Vous avez été membre du jury S.Pellegrino Young Chef l'an passé. Quel souvenir en gardez-vous ? Avez-vous suivi le début de l'édition 2016 ?
Ce qui m'a vraiment plu dans cette expérience c'est le fait de tomber sur des jeunes d'horizons très différents. Tout le monde avait sa chance et s'exprimait à travers son assiette. Et de mon point de vue, le rôle de transmission que j'ai pu jouer était très important. On a le devoir de prouver aux jeunes qu'on peut y arriver mais qu'il faut travailler dur. On n'a rien sans rien.
J'ai suivi la sélection française de cette année et j'ai hâte de voir ce que donnera le résultat final.
Quel souvenir culinaire vous a le plus marqué dans votre vie ?
Le souvenir le plus marquant est plus une odeur qu'un goût. Je suis né à Dakar, j'y ai vécu jusqu'à mes 7 ans et j'ai eu la chance de parcourir les marchés de la ville avec ses bonnes odeurs de grillé, de fumé... Ca a vraiment marqué mon enfance. D'ailleurs, il y a deux ou trois ans, je suis allé au Mirazur de Mauro Colagreco (qui fête ses 10 ans cette année) et en me promenant dans les ruelles, j'ai senti une odeur similaire de fumé qui m'a renvoyé directement au Sénégal. L'Afrique, les odeurs, les huiles, le bois d'ébène qui brûle... J'adore tout cela.

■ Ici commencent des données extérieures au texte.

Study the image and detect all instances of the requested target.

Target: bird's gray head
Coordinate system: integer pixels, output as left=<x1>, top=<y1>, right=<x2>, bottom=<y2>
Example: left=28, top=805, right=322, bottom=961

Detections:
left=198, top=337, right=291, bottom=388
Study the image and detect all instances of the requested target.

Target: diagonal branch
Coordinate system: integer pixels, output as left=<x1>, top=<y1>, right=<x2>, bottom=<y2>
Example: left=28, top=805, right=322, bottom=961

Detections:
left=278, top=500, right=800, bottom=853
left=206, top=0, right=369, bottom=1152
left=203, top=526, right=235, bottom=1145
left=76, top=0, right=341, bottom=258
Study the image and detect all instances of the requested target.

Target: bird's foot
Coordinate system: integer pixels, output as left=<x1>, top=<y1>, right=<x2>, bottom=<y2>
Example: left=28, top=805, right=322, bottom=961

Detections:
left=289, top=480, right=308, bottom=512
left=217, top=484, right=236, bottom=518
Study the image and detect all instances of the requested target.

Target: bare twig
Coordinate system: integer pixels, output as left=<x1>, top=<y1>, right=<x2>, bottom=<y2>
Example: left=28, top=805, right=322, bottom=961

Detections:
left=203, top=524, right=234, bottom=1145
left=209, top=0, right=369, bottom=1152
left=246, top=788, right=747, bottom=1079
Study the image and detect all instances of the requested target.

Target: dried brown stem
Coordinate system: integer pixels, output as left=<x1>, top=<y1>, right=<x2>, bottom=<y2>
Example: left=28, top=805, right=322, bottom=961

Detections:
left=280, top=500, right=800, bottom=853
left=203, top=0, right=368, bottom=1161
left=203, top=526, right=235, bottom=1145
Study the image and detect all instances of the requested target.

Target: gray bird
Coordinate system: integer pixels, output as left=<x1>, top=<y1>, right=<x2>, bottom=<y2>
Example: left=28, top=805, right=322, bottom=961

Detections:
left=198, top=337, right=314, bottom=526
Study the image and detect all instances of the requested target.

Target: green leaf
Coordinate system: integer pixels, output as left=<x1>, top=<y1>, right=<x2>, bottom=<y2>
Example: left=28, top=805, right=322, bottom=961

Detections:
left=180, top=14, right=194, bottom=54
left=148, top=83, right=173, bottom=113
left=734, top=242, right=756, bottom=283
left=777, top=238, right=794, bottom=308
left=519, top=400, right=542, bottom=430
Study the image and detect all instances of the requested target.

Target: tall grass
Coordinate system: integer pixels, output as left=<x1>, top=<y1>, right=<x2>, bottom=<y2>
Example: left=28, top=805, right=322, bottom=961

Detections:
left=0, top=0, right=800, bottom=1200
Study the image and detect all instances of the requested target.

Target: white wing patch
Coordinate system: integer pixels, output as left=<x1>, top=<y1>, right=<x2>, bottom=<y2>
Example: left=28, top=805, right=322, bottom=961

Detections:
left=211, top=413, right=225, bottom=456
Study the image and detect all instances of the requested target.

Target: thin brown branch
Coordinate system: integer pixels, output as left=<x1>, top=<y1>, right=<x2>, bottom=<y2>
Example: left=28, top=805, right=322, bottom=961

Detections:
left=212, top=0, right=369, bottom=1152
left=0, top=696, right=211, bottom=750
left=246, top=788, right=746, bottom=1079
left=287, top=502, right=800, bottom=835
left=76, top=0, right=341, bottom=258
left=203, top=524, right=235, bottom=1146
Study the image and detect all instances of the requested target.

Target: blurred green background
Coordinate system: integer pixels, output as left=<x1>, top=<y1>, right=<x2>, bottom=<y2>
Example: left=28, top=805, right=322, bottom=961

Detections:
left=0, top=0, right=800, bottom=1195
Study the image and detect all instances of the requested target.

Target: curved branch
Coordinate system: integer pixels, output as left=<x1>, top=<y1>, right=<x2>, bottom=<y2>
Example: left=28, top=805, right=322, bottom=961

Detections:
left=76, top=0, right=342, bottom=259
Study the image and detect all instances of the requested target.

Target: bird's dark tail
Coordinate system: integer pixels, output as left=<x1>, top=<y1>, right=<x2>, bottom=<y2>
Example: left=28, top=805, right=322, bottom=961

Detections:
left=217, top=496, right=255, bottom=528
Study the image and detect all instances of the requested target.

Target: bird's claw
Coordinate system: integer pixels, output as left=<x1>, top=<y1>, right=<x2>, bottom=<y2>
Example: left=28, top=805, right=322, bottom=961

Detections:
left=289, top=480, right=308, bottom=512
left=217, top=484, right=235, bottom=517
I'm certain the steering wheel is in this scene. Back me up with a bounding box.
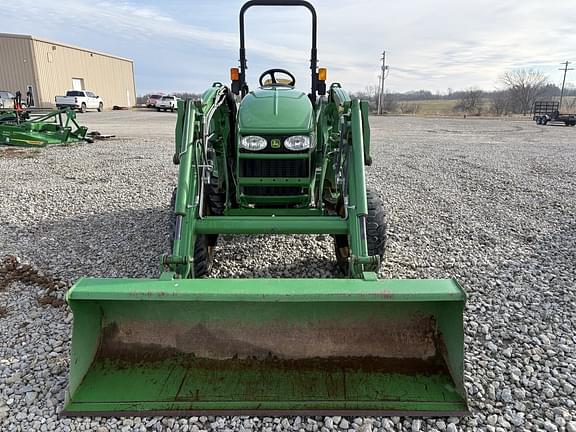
[258,69,296,87]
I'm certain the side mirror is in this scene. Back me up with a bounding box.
[230,68,240,95]
[316,68,328,96]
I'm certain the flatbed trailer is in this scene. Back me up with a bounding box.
[532,101,576,126]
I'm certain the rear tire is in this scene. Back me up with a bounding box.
[334,189,386,274]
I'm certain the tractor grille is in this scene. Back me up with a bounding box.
[240,159,309,177]
[244,186,304,196]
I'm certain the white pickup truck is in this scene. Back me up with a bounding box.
[55,90,104,112]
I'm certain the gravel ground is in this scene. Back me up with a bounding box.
[0,112,576,432]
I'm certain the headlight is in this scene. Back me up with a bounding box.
[240,135,268,151]
[284,135,310,151]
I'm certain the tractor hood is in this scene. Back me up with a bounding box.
[238,87,314,134]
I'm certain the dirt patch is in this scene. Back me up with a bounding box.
[0,255,68,307]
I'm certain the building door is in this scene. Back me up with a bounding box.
[72,78,85,90]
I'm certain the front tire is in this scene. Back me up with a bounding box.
[334,189,386,274]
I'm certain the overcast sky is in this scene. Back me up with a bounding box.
[0,0,576,94]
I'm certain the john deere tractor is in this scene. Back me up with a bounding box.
[64,0,467,415]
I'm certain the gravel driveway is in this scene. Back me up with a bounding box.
[0,112,576,432]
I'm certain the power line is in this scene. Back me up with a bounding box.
[558,61,574,111]
[378,51,389,115]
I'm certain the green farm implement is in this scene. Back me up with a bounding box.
[0,110,89,147]
[64,0,467,415]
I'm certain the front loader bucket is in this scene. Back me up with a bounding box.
[63,279,467,416]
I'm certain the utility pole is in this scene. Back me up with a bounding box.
[378,51,388,115]
[558,61,574,112]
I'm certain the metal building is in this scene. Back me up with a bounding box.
[0,33,136,109]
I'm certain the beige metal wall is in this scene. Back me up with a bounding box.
[0,35,38,100]
[32,39,136,109]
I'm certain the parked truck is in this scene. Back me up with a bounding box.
[55,90,104,112]
[532,101,576,126]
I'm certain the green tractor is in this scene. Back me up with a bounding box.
[64,0,467,415]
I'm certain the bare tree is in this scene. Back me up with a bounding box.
[398,102,421,114]
[502,69,548,115]
[490,90,512,116]
[454,88,483,115]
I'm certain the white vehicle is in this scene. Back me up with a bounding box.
[55,90,104,112]
[156,96,179,111]
[146,94,164,108]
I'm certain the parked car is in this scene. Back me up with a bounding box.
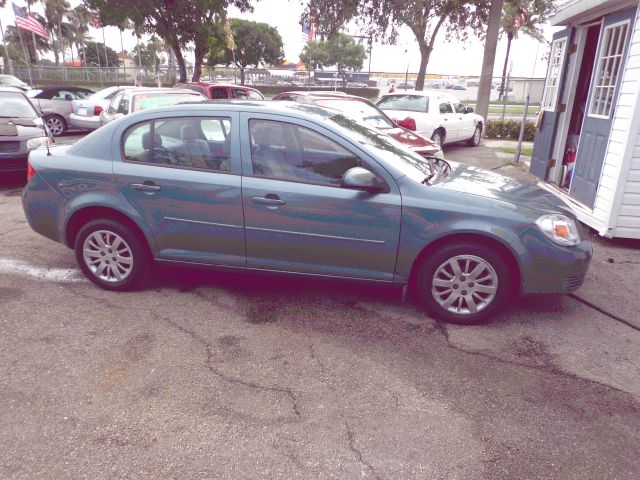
[69,87,122,130]
[0,87,53,175]
[175,82,264,100]
[0,75,31,92]
[27,85,95,136]
[376,90,485,147]
[100,87,207,125]
[272,91,443,158]
[22,101,592,323]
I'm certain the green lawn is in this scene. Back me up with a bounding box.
[500,147,533,157]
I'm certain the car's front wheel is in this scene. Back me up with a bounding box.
[467,124,482,147]
[417,242,511,325]
[75,219,150,290]
[46,115,67,137]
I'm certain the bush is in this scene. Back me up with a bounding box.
[486,120,536,142]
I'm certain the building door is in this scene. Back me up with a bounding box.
[569,9,635,208]
[530,28,570,180]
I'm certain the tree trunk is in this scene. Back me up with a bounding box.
[498,32,513,99]
[416,42,431,90]
[476,0,502,134]
[191,40,206,82]
[171,42,187,83]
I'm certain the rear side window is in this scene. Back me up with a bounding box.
[377,95,429,113]
[122,117,231,172]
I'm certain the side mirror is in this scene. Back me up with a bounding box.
[340,167,385,193]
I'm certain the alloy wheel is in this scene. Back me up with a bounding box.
[431,255,498,315]
[82,230,133,283]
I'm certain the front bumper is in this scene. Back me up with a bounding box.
[522,235,593,294]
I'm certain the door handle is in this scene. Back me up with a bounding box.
[251,195,287,205]
[131,180,162,192]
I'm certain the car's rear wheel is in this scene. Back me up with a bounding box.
[75,219,150,290]
[46,115,67,137]
[467,124,482,147]
[417,243,511,325]
[431,129,444,148]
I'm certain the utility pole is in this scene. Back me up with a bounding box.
[476,0,502,136]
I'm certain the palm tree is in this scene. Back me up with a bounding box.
[500,0,554,97]
[44,0,70,65]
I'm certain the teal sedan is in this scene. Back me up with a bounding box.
[22,101,592,324]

Sinon, quand j'étais petit, je venais chez mes grands-parents en vacances en France, au bord de la mer, et j'aimais déjà beaucoup aller dans l'eau, pêcher des crabes, des palourdes et récolter des algues.
Avez-vous des projets en cours ou à venir dont vous aimeriez nous parler ?
Nous lançons prochainement des travaux pour ouvrir en mars 2017 des chambres d'hôtes juste à côté du restaurant. On souhaitait proposer une prestation différente de la restauration et c'est un projet qui nous tient vraiment à cœur.
Je vais également sortir un livre en fin d'année avec beaucoup de photographies et d'art. Ca parlera beaucoup de Noirmoutier et du bilan de ce que j'ai pu faire depuis 18 ans.
Où ? La Marine, 5 rue Marie Lemonnier, Noirmoutier-en-l'ile.